Caddy is originally from Whitianga but moved to Hamilton after his last year of school to start studying at Wintec. He, like Mcnally, is really into sports, particularly rugby, basketball, and squash.
“Currently, alongside other physiotherapy students, I am working with Melville Rugby Club, helping out with strapping and side-line management for their various teams. I have a keen interest in all areas of physiotherapy, but particularly those with musculoskeletal and sports injuries,” he said.
Raukawa Newton, our Māori Vice President under Student Association of Wintec, heard about the Tuākana programme through one of her tutors.
“[My tutor] recognised the efforts I made to support my peers. I believe one of the other factors to approaching me about going for the Tuākana role was being strongly connected to Te ao Māori me ōna tikanga.
“Previously being a student myself, I often longed for group environments that provided space for wānanga and whakawhanaungatanga.
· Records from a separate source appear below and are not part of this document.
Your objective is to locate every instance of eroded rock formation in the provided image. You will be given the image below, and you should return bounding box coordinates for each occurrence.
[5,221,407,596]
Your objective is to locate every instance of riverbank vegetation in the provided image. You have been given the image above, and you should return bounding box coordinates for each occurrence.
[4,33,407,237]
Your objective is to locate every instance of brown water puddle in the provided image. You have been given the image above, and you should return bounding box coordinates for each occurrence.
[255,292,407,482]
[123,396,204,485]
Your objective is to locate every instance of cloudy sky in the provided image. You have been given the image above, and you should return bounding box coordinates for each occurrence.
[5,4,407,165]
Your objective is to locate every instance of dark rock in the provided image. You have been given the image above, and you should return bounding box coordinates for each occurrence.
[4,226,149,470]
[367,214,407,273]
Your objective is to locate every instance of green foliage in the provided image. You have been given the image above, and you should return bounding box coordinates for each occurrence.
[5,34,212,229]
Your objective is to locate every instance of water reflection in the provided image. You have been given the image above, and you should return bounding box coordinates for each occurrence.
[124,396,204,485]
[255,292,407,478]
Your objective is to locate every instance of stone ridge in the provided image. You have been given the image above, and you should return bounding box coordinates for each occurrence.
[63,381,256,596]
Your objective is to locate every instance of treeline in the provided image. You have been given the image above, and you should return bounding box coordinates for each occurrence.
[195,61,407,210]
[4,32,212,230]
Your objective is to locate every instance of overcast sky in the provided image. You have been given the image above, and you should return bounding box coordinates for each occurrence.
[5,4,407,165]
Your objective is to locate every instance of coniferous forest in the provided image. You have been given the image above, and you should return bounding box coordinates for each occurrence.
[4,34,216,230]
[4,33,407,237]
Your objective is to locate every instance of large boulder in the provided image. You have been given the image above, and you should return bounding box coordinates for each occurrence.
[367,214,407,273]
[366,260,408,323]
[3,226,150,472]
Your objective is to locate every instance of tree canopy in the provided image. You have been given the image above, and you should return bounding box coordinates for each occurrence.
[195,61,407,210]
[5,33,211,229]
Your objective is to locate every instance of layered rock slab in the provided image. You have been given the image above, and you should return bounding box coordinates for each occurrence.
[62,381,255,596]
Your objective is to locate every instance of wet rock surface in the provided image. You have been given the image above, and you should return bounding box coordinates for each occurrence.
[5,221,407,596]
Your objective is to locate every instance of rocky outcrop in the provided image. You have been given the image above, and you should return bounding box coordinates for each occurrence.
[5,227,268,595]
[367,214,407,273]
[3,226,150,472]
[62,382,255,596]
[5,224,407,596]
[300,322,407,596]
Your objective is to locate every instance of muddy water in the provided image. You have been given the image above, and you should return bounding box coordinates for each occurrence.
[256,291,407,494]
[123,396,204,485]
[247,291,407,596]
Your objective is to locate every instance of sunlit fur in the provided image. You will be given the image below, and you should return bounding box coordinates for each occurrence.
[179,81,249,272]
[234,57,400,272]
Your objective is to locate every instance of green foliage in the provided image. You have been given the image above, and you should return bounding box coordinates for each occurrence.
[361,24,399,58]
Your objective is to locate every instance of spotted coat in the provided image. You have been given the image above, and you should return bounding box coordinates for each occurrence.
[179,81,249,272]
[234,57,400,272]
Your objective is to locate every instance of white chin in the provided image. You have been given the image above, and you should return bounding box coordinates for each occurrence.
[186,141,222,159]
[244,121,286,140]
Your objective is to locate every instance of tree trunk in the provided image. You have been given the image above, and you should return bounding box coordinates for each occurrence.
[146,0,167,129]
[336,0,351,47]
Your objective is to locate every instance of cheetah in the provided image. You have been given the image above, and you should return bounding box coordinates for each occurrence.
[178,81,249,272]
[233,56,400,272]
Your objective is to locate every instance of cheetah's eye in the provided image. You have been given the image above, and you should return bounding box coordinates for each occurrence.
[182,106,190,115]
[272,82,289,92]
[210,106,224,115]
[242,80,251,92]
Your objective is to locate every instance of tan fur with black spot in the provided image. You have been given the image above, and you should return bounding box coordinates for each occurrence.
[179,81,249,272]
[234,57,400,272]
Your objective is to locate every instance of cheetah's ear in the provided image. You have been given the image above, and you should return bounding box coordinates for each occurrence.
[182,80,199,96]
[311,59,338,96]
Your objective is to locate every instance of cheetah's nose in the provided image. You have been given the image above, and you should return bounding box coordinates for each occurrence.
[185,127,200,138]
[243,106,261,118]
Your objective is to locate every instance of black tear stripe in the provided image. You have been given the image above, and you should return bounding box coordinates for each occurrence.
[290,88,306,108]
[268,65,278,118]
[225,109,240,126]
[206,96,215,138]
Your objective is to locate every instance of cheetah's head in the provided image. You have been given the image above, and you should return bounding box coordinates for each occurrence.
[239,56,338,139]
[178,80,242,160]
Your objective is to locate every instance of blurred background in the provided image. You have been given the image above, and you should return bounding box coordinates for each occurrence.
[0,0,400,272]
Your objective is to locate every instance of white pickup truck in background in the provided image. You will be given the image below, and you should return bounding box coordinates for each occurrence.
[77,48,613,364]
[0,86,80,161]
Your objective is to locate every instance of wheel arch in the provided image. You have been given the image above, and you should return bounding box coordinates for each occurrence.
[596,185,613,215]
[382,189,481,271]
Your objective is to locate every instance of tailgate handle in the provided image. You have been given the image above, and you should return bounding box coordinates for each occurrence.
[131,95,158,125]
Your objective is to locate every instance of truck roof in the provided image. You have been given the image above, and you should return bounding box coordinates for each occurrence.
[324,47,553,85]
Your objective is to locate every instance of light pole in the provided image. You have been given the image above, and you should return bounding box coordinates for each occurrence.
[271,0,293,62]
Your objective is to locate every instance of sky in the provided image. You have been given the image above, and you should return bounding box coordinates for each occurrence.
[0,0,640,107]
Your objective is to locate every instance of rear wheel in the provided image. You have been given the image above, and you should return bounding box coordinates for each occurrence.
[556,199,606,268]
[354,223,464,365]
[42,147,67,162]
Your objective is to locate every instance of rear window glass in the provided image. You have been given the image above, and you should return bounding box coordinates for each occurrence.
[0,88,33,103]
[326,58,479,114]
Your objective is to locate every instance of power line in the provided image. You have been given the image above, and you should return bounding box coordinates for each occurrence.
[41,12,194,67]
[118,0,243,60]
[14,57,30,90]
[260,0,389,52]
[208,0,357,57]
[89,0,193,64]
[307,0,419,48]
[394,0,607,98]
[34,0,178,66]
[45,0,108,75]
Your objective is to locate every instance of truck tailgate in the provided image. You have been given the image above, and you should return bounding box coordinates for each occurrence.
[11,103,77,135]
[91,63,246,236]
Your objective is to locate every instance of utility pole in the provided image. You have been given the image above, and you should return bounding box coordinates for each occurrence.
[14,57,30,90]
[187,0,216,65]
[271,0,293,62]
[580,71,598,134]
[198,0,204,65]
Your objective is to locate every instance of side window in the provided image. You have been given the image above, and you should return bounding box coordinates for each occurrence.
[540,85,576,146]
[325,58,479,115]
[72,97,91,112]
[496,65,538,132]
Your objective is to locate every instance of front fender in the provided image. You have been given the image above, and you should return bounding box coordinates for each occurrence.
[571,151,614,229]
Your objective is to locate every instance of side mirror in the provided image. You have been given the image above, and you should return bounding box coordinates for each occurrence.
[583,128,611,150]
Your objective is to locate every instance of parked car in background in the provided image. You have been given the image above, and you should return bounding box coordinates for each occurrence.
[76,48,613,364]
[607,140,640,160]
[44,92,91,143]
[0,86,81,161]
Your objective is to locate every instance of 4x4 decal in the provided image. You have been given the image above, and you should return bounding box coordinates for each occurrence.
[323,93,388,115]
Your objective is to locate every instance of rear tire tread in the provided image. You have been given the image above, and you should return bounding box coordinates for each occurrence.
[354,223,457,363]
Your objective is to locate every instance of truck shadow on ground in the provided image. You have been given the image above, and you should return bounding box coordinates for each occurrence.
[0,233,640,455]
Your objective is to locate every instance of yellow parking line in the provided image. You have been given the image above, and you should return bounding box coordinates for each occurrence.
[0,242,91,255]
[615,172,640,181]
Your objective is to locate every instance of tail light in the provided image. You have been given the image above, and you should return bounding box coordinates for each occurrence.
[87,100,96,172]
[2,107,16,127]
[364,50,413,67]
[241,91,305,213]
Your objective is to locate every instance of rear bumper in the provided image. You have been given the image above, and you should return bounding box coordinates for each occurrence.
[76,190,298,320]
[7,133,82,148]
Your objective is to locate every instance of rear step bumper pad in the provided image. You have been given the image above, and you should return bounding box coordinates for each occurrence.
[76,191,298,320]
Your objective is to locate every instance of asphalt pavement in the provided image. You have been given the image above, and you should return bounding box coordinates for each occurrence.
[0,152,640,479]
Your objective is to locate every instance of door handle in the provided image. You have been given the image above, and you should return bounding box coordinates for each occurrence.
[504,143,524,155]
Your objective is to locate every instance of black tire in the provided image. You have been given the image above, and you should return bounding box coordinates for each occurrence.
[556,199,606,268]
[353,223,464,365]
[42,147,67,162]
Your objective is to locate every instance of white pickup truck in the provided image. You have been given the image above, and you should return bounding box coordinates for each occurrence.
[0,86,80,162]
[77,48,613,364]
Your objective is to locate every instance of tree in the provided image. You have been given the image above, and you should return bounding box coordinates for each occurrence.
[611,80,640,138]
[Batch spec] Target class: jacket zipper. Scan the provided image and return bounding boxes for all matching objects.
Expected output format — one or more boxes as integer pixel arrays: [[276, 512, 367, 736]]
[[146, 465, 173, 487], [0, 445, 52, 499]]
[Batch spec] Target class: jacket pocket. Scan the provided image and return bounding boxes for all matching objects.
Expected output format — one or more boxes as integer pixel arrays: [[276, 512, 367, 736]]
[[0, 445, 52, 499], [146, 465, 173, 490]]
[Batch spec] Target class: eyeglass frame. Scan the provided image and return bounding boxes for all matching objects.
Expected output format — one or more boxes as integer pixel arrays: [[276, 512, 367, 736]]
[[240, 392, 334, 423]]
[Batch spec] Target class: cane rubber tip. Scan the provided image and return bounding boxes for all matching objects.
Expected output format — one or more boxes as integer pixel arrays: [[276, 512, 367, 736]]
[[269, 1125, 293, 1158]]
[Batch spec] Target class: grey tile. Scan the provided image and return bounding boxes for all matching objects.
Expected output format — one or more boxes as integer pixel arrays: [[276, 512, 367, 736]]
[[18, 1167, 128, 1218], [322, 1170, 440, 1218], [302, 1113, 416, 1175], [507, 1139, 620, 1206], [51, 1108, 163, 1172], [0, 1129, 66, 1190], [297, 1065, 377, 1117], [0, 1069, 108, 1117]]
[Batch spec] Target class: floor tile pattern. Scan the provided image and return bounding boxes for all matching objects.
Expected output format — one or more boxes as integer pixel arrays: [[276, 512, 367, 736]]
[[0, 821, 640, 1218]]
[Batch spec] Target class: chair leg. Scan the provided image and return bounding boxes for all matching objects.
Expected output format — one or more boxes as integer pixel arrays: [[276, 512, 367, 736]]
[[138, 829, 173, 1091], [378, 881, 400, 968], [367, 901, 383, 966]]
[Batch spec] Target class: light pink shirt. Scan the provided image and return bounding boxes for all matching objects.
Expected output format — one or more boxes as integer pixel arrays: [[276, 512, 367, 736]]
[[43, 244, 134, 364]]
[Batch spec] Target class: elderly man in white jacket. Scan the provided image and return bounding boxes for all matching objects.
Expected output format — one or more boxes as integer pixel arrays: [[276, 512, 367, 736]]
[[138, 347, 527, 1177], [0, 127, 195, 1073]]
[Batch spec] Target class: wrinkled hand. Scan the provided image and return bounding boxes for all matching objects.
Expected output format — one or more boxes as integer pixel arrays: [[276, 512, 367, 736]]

I also believe that pastoral care is so vital when it comes to thriving in the academic space and Tuākana do just that.”
Newton said the Tuākana programme meant a great deal to her, and her vision was to see this programme expanded to help more students.
Newton is a descendant of Waikato, Ngapuhi and Taranaki, she highly values whānau.
“I am also a mother to a seven-year-old boy who's already gained a lot of curiosity around the roles I play at Wintec,” she said.
Sarah Taputu, a proud Māori and Pacifica wāhine, and second year Bachelor of Midwifery student is also a new Tuākana this year.
“Our cohort was fortunate to have two Tuākana support us for a time and I enjoyed the pastoral and 'older sibling' support that they provided.”
Taputu said she wanted to offer support to the first-year students and be there to answer any questions about what the degree/placement/study truly involved as someone in the same degree.
“I also want to help more people get to the finish line and to be more knowledgeable, confident, and competent midwives.”
Taputu said being a Tuākana technically involved regular catch-ups and an open line of communication where the Tuākana and Teina could learn from and support each other to get to the finish line.
“To me, it means offering support that only another student can give with real life experience,” she said.
Taputu enjoys drinking kawhe and spending quality time with her people.
“I am grateful for the opportunity to study and go home to my little community and work as a Lead Maternity Carer. Fun fact: I was home-schooled my entire life, so Wintec was my first public education experience when I was 23 and the transition was super smooth,” she said.
Tuākana are employed as casual Wintec staff on a yearly contract and trained by our experienced Academic Learning Advisors-Māori, Tania Oxenham and Marion Tahana. The training explores the philosophy and practice of being a Tuākana, which is a concept derived from Te Ao Māori, a Māori worldview.